Harder to say. First of all our final pricing decision has been made as you know, and Dan has commented just previously and it's always a balance between access scientific value utilization of the drug and price. So we'll have to balance all of those once we have a final label, and we can work that into our thoughts and certainly come up with a price. Keep in mind though that based on the DURATION series of clinical trials, we do show that BYDUREON provides value over current therapies, and that would give us some sense to maximize the value of the molecule.

Okay, thank you very much.

Thanks Ian.

Your next question comes from the line of Craig Gordon with Cowen & Co. Please proceed. Craig Gordon - Cowen & Co: Hi, good morning. Thank you for taking my questions. Just two of them, first on the obesity program, so I know you guys are saying you're hoping to finalize later this year. So is starting the trials a year-end event or is that more likely to begin in 2011?

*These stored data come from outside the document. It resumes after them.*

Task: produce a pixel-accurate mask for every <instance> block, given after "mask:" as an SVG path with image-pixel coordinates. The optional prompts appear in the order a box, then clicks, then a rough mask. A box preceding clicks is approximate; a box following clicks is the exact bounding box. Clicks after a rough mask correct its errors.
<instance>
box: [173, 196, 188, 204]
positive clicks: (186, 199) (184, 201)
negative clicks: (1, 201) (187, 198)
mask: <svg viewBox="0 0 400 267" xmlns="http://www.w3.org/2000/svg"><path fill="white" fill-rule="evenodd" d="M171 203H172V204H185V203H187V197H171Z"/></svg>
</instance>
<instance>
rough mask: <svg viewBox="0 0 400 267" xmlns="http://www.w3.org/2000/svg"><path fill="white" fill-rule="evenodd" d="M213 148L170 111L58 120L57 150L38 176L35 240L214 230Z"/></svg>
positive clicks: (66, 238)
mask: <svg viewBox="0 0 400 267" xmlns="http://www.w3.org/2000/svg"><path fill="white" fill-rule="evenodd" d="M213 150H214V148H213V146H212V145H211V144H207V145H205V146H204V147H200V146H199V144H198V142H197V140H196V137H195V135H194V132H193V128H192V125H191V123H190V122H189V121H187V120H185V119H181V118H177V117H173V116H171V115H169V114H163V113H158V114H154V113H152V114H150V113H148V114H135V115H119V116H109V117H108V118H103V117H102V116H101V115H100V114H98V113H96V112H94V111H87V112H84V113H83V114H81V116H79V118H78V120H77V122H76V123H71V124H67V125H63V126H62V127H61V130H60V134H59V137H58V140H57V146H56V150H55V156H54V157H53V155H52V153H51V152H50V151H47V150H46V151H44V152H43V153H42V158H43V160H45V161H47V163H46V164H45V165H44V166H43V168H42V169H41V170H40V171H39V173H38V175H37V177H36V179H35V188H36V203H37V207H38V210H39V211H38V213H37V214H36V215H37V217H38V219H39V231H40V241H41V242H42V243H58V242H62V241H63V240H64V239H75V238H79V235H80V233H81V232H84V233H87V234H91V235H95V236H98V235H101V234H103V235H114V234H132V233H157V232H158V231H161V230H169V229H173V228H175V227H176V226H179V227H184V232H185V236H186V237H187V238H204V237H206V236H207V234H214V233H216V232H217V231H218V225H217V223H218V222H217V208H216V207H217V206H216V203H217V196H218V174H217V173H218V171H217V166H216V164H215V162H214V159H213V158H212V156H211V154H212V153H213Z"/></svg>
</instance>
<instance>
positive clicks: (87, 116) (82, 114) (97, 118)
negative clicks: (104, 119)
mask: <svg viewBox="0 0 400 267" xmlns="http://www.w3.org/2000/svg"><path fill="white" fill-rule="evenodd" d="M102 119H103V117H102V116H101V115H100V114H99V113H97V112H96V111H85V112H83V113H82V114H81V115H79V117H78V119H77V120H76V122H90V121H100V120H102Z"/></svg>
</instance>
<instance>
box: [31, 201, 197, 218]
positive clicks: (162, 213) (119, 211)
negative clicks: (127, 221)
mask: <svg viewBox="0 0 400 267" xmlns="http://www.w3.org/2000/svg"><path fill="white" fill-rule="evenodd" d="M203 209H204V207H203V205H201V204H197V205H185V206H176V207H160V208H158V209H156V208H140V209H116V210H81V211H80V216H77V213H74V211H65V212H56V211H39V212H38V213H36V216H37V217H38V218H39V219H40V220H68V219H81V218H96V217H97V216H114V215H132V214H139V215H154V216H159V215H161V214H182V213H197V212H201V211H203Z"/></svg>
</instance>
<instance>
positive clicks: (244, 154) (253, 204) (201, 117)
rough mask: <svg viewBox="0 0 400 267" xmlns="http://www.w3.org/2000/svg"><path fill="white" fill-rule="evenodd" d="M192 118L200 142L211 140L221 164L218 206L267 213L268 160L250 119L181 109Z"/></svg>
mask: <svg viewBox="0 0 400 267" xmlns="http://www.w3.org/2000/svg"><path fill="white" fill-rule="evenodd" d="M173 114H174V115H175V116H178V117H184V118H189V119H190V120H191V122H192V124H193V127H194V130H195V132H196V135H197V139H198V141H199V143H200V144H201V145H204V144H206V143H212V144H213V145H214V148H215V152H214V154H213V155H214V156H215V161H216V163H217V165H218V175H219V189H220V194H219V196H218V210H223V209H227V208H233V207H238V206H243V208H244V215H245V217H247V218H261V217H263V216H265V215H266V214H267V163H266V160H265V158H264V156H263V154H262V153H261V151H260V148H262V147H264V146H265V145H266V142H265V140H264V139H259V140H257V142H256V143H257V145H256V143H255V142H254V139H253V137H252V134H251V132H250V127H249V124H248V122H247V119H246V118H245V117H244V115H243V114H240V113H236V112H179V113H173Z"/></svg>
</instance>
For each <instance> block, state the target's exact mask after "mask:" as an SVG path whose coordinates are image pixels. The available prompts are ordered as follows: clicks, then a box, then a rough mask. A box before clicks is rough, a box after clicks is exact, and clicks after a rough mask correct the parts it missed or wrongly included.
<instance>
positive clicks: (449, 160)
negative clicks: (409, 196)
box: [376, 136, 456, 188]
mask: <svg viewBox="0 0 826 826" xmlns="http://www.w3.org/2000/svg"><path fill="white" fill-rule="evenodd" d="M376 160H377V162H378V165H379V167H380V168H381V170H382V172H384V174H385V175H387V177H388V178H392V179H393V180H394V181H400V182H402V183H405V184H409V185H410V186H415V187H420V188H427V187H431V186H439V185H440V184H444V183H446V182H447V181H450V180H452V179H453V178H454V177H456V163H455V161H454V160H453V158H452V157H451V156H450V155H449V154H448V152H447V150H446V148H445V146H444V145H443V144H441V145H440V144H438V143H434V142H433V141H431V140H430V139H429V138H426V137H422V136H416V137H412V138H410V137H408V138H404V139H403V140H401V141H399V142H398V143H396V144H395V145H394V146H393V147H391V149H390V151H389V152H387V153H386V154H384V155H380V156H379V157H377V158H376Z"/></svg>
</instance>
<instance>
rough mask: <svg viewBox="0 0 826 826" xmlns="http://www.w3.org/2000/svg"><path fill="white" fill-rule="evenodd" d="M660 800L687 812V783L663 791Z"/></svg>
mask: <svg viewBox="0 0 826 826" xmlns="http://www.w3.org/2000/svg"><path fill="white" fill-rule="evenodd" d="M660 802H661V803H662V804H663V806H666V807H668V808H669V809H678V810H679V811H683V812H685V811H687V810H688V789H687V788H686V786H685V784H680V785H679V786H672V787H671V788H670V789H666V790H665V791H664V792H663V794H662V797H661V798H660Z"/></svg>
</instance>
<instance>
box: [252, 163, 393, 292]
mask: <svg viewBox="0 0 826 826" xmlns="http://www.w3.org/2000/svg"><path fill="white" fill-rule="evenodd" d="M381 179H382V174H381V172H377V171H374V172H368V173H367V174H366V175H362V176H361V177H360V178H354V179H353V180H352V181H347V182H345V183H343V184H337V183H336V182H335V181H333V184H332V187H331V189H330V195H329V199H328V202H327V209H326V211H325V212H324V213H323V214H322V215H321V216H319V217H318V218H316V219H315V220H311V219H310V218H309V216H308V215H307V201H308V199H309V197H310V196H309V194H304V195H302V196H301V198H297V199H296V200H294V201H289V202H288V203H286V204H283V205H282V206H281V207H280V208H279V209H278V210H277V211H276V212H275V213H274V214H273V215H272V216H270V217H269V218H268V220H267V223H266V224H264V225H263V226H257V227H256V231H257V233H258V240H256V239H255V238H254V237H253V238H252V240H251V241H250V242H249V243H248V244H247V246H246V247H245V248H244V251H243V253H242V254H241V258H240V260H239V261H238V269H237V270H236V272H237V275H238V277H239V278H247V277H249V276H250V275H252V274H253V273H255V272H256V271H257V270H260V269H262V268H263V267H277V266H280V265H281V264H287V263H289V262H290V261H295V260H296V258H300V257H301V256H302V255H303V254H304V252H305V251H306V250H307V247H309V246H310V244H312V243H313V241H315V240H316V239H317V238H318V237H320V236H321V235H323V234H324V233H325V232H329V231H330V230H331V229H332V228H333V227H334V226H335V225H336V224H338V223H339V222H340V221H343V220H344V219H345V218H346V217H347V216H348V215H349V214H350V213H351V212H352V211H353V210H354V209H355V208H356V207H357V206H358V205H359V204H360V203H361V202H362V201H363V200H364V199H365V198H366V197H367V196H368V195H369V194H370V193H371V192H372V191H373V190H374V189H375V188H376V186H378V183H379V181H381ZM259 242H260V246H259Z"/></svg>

More likely to begin in 2011 Craig. Craig Gordon - Cowen & Co: And then second on R&D and SG&A, can you just break out for us non-stock compensation for those lines?

Yes, one second, let me just get that in front of me here. It's here one second. Okay, it is for the quarter $9.3 million to SG&A and $6.2 million to R&D, $15.5 million total. Craig Gordon - Cowen & Co: Thank you very much.

Thank you.

Thank you. Appreciate it.

This concludes the question-and-answer portion of today's conference call. I will now like to turn the call back over to Dan Bradbury for any closing remarks.

Well, as always thank you for your interest and for your questions. We have a huge opportunity here at Amylin to continue to advance our mission and discovering, developing, and commercializing medicines to improve the lives of patients, particularly those with diabetes. Additionally, I'd like to further reinforce that our leadership team and the many dedicated employees of Amylin remain focused on both building the business today, and laying the necessary foundation of success for tomorrow. If you have any additional questions please call Michael York, the head of our investor relations team after this call. Thank you.

Thank you for your participation in today's conference call. This concludes the presentation. You may now disconnect. Good day.